# Initializers

In [1]:
import tensorflow as tf

dense_glorot_initializer = tf.keras.layers.Dense(50, activation="relu") # Glorot is the default
dense_he_initializer = tf.keras.layers.Dense(50, activation="relu", kernel_initializer="he_normal")

# Custom initializer (adjusting scale, fan mode and distribution)
he_avg_init = tf.keras.initializers.VarianceScaling(scale=2.0, mode="fan_avg", distribution="uniform")
dense_custom_he_avg = tf.keras.layers.Dense(50, activation="sigmoid", kernel_initializer=he_avg_init)

2025-10-12 20:16:08.718460: I tensorflow/core/platform/cpu_feature_guard.cc:210] This TensorFlow binary is optimized to use available CPU instructions in performance-critical operations.
To enable the following instructions: AVX2 FMA, in other operations, rebuild TensorFlow with the appropriate compiler flags.


# Better activation functions

In [2]:
# Leaky ReLU
leaky_relu = tf.keras.layers.LeakyReLU(alpha=0.2)
dense = tf.keras.layers.Dense(50, activation=leaky_relu, kernel_initializer="he_normal")

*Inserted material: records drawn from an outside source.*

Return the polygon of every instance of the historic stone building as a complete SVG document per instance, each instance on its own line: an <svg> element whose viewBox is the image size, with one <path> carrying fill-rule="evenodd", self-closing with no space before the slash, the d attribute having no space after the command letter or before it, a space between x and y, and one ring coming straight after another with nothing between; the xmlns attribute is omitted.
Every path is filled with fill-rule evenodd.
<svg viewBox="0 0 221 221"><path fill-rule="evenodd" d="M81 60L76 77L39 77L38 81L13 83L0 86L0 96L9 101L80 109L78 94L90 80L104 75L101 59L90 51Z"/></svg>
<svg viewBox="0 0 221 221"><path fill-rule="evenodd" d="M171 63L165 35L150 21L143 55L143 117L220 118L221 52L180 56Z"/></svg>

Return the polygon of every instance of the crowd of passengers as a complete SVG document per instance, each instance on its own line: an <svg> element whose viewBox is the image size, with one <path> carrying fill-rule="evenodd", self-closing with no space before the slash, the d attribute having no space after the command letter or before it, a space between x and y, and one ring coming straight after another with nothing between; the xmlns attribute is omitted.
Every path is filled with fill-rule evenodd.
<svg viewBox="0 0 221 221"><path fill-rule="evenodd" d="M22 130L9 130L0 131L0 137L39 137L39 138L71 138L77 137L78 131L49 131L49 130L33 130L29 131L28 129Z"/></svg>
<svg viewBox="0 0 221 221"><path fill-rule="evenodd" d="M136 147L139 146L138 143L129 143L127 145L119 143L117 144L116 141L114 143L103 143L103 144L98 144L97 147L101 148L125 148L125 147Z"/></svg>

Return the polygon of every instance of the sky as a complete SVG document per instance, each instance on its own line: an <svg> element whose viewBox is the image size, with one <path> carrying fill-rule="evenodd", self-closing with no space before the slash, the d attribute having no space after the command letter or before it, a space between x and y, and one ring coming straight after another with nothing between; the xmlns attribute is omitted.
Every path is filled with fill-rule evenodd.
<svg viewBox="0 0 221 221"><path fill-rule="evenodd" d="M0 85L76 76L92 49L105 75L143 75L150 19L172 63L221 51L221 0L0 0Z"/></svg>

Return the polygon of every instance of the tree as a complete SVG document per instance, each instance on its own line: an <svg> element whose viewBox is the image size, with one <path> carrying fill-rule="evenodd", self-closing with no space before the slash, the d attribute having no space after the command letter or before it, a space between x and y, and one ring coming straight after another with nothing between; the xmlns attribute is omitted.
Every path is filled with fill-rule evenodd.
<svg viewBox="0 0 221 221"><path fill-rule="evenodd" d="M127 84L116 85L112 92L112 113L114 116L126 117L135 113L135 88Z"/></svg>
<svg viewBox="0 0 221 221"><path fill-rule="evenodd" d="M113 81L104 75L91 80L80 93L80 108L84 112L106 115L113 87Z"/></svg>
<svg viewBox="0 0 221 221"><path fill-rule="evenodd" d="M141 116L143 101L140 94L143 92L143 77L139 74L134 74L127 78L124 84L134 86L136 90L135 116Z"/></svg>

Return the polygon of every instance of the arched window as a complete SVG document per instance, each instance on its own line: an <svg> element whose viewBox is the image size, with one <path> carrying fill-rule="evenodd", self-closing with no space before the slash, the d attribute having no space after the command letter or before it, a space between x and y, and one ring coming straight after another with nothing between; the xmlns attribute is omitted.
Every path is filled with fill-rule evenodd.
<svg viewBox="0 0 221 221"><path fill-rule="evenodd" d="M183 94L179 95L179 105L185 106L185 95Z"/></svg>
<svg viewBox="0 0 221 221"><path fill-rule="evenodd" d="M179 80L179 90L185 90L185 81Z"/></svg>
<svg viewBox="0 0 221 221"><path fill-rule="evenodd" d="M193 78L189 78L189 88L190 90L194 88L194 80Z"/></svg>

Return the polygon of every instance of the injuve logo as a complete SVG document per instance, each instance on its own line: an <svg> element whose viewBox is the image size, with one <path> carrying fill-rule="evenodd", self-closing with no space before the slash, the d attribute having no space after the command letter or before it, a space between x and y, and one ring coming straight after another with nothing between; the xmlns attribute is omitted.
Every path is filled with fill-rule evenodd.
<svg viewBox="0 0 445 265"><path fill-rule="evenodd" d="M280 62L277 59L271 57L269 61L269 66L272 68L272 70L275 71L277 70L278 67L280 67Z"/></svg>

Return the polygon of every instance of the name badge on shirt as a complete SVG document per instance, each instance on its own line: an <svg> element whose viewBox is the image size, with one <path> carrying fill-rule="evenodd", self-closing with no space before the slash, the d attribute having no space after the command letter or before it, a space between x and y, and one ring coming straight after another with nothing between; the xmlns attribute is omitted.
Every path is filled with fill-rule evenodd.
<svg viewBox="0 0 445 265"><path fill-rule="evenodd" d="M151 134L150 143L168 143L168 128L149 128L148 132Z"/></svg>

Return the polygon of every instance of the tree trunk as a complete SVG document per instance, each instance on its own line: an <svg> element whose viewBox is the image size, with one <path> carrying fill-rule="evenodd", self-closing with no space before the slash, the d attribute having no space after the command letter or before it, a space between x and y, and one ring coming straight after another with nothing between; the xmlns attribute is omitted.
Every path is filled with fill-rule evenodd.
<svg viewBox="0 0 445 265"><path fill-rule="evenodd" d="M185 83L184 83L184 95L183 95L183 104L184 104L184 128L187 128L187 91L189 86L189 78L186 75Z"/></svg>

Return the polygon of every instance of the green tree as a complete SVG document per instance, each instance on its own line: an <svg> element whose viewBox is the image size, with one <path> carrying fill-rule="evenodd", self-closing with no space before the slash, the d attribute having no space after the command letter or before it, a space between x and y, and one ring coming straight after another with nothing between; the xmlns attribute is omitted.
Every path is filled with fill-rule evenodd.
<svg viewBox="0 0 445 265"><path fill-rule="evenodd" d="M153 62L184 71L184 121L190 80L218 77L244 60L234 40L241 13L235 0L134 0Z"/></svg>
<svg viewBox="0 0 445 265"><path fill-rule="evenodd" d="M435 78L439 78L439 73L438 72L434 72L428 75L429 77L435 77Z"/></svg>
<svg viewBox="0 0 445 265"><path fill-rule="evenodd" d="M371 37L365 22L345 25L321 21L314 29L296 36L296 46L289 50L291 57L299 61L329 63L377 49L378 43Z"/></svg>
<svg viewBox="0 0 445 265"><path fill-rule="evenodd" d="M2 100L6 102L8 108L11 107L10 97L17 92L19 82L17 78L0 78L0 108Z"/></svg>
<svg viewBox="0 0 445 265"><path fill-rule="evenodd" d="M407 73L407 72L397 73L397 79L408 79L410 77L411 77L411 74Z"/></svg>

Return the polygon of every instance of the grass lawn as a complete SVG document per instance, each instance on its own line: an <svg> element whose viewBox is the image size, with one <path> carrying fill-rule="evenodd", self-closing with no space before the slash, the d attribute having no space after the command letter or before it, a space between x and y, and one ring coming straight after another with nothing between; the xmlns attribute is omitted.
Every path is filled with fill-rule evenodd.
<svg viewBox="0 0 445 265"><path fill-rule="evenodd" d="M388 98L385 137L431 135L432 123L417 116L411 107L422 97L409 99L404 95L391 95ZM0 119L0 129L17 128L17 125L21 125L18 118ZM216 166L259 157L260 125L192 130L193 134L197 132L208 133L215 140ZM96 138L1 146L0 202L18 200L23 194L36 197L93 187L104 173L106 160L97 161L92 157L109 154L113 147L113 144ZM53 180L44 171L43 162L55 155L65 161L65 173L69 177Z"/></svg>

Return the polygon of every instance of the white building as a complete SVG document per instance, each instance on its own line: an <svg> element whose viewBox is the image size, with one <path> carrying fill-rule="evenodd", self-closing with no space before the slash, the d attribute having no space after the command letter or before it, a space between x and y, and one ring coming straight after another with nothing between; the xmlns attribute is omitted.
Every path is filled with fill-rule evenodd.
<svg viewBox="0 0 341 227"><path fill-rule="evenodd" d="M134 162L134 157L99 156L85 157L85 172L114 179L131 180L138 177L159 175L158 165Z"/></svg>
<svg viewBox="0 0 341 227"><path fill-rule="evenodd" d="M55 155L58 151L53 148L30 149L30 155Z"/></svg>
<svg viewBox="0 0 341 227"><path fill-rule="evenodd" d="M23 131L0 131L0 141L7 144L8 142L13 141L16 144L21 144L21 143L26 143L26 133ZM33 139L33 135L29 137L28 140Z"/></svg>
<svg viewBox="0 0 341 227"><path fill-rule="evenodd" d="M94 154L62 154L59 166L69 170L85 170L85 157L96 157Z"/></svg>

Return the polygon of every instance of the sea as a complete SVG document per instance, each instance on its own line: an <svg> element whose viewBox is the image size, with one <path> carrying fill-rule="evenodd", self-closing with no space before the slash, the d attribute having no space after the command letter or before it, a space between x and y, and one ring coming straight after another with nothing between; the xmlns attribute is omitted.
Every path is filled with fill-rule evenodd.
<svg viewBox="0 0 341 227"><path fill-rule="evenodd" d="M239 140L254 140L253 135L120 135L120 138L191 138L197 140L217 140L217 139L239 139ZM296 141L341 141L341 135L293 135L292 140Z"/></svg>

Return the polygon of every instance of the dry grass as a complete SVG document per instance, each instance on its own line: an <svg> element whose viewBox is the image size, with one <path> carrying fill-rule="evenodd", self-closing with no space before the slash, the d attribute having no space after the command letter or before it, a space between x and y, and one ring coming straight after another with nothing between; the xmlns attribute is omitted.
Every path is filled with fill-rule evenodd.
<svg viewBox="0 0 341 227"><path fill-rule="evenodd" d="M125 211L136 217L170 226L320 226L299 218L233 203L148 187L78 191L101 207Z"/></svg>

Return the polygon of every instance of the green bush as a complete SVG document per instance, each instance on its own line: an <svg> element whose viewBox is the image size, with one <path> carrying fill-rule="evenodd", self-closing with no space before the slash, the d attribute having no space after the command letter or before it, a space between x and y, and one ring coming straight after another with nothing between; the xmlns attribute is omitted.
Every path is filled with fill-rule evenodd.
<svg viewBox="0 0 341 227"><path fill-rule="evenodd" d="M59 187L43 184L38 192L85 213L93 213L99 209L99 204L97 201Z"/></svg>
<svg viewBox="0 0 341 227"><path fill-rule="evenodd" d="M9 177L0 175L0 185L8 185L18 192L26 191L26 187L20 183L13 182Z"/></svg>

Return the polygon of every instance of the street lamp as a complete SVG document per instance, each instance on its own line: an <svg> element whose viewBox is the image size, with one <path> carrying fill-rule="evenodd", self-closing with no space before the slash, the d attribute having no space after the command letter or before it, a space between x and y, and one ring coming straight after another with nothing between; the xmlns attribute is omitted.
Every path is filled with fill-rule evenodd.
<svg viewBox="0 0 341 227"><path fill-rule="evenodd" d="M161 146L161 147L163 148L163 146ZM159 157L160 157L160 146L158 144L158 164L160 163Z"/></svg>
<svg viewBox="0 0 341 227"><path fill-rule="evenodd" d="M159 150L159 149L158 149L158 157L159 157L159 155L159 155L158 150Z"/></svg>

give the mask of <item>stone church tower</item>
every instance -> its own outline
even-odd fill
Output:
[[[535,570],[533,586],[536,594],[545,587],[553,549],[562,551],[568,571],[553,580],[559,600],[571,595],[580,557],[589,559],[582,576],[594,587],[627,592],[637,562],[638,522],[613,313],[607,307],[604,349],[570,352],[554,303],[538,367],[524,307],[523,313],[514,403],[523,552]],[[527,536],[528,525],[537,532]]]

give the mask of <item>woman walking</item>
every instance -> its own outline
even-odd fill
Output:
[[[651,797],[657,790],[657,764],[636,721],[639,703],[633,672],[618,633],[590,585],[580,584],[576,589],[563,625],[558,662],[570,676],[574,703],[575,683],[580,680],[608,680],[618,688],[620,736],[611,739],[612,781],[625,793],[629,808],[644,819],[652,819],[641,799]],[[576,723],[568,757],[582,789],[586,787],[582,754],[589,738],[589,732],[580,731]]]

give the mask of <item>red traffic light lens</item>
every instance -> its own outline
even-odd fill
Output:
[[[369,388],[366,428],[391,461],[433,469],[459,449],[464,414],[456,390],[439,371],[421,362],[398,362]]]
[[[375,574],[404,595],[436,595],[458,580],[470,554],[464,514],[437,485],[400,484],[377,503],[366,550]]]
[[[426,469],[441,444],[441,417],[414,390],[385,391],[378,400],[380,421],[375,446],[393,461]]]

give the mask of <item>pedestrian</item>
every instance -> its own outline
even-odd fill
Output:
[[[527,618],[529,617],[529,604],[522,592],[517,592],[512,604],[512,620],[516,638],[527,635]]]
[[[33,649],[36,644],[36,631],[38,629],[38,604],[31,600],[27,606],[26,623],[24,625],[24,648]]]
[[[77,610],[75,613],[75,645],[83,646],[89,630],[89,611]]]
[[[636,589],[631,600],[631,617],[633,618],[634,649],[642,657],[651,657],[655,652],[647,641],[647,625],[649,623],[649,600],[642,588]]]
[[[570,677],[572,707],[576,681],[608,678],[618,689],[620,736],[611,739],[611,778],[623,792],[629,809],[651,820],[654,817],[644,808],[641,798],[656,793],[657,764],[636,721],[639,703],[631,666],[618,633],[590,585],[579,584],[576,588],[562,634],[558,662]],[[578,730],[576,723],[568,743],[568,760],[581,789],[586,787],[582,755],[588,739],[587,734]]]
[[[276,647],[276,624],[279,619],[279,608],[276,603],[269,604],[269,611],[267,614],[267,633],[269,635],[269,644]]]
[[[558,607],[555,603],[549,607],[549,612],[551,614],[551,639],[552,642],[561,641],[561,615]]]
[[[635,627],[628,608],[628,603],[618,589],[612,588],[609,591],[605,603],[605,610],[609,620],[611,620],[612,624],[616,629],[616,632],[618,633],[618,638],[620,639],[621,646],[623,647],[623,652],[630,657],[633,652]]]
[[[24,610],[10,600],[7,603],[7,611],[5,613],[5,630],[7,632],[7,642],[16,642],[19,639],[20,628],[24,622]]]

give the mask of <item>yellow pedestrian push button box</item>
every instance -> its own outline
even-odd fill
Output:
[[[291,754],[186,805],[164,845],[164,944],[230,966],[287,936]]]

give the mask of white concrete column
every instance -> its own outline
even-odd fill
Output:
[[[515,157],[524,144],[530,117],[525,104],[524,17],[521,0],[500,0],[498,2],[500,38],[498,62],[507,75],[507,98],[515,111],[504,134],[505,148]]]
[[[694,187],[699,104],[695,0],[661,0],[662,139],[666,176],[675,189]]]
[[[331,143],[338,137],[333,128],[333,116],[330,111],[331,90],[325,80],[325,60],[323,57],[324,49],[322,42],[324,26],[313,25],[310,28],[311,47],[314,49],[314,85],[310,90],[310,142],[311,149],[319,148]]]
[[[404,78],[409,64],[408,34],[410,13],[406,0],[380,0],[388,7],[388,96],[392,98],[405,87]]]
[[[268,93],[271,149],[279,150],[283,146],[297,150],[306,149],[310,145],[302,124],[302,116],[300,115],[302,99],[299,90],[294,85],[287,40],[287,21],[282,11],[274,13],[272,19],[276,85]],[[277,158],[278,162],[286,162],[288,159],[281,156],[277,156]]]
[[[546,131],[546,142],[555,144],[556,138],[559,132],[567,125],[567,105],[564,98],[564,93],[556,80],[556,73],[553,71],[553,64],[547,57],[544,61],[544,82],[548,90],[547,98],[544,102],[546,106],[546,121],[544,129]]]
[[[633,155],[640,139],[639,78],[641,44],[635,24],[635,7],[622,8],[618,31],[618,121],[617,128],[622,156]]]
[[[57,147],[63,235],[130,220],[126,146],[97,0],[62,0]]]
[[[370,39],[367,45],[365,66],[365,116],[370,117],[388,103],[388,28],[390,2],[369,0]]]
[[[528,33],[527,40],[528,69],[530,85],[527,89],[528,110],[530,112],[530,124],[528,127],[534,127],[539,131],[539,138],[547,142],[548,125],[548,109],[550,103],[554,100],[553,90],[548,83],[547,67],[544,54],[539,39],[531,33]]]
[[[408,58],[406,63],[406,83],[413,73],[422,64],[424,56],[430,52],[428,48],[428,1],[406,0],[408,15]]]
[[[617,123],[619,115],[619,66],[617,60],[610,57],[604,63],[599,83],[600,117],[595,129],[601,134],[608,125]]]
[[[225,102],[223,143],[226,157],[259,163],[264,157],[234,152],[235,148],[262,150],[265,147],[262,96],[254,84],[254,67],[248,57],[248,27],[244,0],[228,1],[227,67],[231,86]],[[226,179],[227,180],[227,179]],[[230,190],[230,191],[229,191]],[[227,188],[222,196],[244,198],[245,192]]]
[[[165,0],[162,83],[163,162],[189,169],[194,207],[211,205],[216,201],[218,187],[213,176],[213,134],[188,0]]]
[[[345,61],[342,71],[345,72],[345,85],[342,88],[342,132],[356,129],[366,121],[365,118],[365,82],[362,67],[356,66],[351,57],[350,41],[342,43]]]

# It could be added as a separate layer. In this case, the layer is left with no activation function and the
# activation function goes as a layer.
model = tf.keras.models.Sequential([
    # more layers
    tf.keras.layers.Dense(50, kernel_initializer="he_normal"), # no activation
    tf.keras.layers.LeakyReLU(alpha=0.2), # activation as a separate layer
    # more layers
])



# Batch normalization

In [3]:
model = tf.keras.Sequential([
    tf.keras.layers.Flatten(input_shape=[28, 28]),
    tf.keras.layers.BatchNormalization(),
    tf.keras.layers.Dense(300, activation="relu", kernel_initializer="he_normal"),
    tf.keras.layers.BatchNormalization(),
    tf.keras.layers.Dense(100, activation="relu", kernel_initializer="he_normal"),
    tf.keras.layers.BatchNormalization(),
    tf.keras.layers.Dense(10, activation="softmax")
])

  super().__init__(**kwargs)
I0000 00:00:1760310973.915409    3565 gpu_device.cc:2020] Created device /job:localhost/replica:0/task:0/device:GPU:0 with 3482 MB memory:  -> device: 0, name: NVIDIA GeForce GTX 1050, pci bus id: 0000:01:00.0, compute capability: 6.1


In [4]:
model.summary()

In [5]:
[(var.name, var.trainable) for var in model.layers[1].variables]

[('gamma', True),
 ('beta', True),
 ('moving_mean', False),
 ('moving_variance', False)]

In [6]:
# Batch normalization before the activation function
model = tf.keras.Sequential([
    tf.keras.layers.Flatten(input_shape=[28, 28]),
    tf.keras.layers.Dense(300, kernel_initializer="he_normal", use_bias=False),
    tf.keras.layers.BatchNormalization(),
    tf.keras.layers.Activation("relu"),
    tf.keras.layers.Dense(100, kernel_initializer="he_normal", use_bias=False),
    tf.keras.layers.BatchNormalization(),
    tf.keras.layers.Activation("relu"),
    tf.keras.layers.Dense(10, activation="softmax"),
])

In [7]:
model.summary()

# Faster optimizers

In [8]:
# Momentum
optimizer = tf.keras.optimizers.SGD(learning_rate=0.001, momentum=0.9)

In [9]:
# Nesterov Accelerated Gradient (NAG)
optimizer = tf.keras.optimizers.SGD(learning_rate=0.001, momentum=0.9, nesterov=True)

In [10]:
# RMSProp
optimizer = tf.keras.optimizers.RMSprop(learning_rate=0.001, rho=0.9)

In [11]:
# Adam
optimizer = tf.keras.optimizers.Adam(learning_rate=0.001, beta_1=0.9, beta_2=0.999)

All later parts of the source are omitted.